Seagate is now on my do-not-buy list.
I've also had occasional failures of IBM (mostly difficulty spinning up after sitting for a while or bearing noise problems w/o data loss, but I had an 80 GB Deskstar eat itself once). I lost a Maxtor once. I've lost a dozen Quantum drives back when they were still in business.
All hard drives suck. My rule is this: if it is important, keep at least three copies on separate drives. Keep at least one drive off site.
BTW, your question about whether you have a separate system drive or not is largely unimportant. What kills hard drives are three basic things:
1. Temperature outside the safe range.
2. Design flaws.
3. Mechanical impacts (can be cumulative damage to head arms and similar in the case of laptops, too).

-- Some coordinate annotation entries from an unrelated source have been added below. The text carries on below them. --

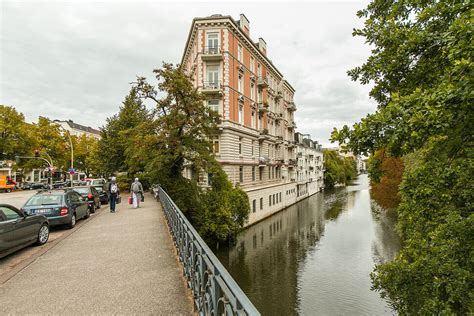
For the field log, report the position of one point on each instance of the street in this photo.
(16, 198)
(114, 263)
(14, 262)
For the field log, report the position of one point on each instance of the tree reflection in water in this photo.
(273, 260)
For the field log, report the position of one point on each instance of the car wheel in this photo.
(72, 223)
(43, 235)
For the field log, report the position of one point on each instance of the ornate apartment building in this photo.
(256, 146)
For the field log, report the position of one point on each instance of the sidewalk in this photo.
(120, 262)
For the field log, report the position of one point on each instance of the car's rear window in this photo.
(45, 199)
(82, 190)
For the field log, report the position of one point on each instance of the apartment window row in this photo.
(273, 173)
(274, 199)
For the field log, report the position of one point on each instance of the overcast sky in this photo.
(75, 59)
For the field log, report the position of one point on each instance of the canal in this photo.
(316, 256)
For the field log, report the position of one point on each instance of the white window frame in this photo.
(240, 53)
(241, 113)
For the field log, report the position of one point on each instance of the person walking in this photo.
(136, 190)
(114, 194)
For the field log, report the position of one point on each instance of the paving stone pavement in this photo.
(119, 263)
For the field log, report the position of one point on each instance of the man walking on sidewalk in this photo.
(114, 194)
(137, 191)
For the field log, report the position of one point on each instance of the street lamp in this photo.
(72, 154)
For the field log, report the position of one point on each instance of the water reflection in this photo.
(316, 256)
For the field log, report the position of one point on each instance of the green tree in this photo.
(84, 148)
(421, 69)
(180, 138)
(117, 135)
(15, 139)
(338, 170)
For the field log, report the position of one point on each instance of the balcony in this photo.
(291, 163)
(263, 106)
(291, 125)
(291, 106)
(263, 134)
(262, 82)
(212, 88)
(292, 144)
(211, 54)
(263, 161)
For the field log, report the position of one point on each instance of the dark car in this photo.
(90, 195)
(59, 184)
(33, 186)
(103, 194)
(18, 229)
(59, 206)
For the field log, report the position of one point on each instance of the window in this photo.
(7, 214)
(253, 120)
(241, 114)
(213, 43)
(240, 53)
(213, 105)
(213, 75)
(215, 146)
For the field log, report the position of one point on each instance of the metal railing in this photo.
(211, 50)
(214, 290)
(212, 85)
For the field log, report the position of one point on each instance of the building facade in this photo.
(256, 145)
(78, 129)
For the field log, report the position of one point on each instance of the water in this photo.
(315, 257)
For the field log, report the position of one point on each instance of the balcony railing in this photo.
(211, 87)
(263, 161)
(215, 292)
(291, 106)
(211, 53)
(262, 81)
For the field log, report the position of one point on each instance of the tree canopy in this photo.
(421, 71)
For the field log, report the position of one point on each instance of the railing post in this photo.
(215, 292)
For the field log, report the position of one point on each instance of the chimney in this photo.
(244, 24)
(262, 45)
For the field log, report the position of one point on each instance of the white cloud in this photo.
(75, 59)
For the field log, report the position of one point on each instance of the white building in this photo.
(78, 129)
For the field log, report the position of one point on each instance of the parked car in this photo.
(7, 184)
(18, 229)
(103, 194)
(59, 184)
(96, 182)
(61, 207)
(90, 195)
(34, 186)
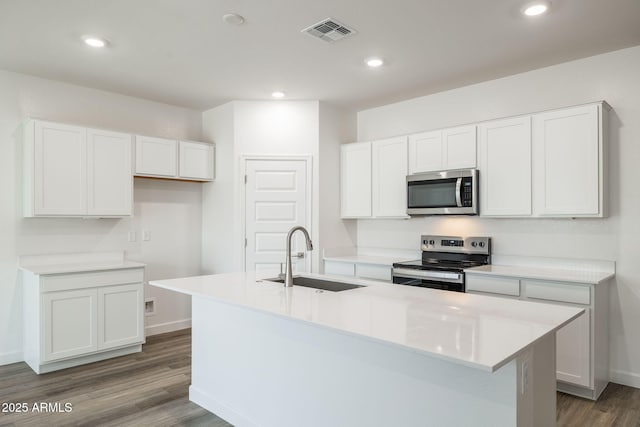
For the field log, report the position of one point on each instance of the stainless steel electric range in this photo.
(444, 259)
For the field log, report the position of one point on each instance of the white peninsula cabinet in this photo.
(75, 171)
(453, 148)
(77, 314)
(373, 179)
(582, 348)
(173, 159)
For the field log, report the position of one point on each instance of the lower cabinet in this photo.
(582, 350)
(77, 318)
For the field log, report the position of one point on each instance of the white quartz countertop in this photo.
(368, 259)
(81, 267)
(473, 330)
(540, 273)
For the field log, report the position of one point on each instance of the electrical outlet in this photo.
(150, 307)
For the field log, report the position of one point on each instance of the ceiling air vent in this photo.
(329, 30)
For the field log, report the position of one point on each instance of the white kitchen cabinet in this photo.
(389, 174)
(75, 171)
(196, 160)
(355, 180)
(453, 148)
(573, 353)
(69, 322)
(109, 173)
(582, 353)
(504, 164)
(156, 156)
(569, 161)
(425, 152)
(81, 317)
(56, 165)
(359, 270)
(173, 159)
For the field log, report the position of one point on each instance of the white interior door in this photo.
(275, 200)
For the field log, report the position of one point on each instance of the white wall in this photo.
(173, 250)
(242, 128)
(612, 77)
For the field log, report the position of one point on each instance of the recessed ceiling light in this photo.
(374, 62)
(233, 19)
(94, 41)
(536, 8)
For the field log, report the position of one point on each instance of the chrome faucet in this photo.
(288, 277)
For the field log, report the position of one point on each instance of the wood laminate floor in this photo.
(151, 389)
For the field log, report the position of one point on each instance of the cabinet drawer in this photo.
(61, 282)
(493, 284)
(339, 268)
(552, 291)
(375, 272)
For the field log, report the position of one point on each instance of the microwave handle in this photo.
(458, 190)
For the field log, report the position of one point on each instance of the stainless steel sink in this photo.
(325, 285)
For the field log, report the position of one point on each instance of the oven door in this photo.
(445, 280)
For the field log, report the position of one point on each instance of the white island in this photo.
(380, 355)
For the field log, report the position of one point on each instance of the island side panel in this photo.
(253, 368)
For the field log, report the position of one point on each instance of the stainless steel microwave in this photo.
(452, 192)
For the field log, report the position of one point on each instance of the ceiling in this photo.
(181, 52)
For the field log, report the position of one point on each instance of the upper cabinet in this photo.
(75, 171)
(453, 148)
(373, 179)
(549, 164)
(196, 160)
(156, 156)
(169, 158)
(504, 164)
(569, 161)
(389, 177)
(355, 180)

Assuming you cool your drive correctly and don't drop your computer, a desktop drive should last forever in the absence of #2. Unfortunately, #2 isn't rare anymore. Within the category of design flaws, there are a few frequent categories:
1. Head failures due to improperly designed parking ramps. This causes damage when the heads are parked (spin down the drive) repeatedly.
2. Bearing lockups/leakage. These issues are exacerbated by heat, and are most commonly seen when a drive first spins up.
3. Faulty air filters. This causes dust to get inside and wreck things.
4. Stupid electronics failures. This includes bad caps, spin chip failures, overwritten track 0 sync bytes due to a buggy drive firmware, etc. These really suck, and there's not much you can do about them.
In short, the best thing you can do to maximize your drive's life is to disable energy conservation and leave it spinning 24x7. Oh, and don't cool the drive too much. The recommended range is 36-47C (97-117 deg. F). According to Google's stats, drives that were running at 27C (87 deg. F) or cooler had twice as high a failure rate as drives within the optimum range.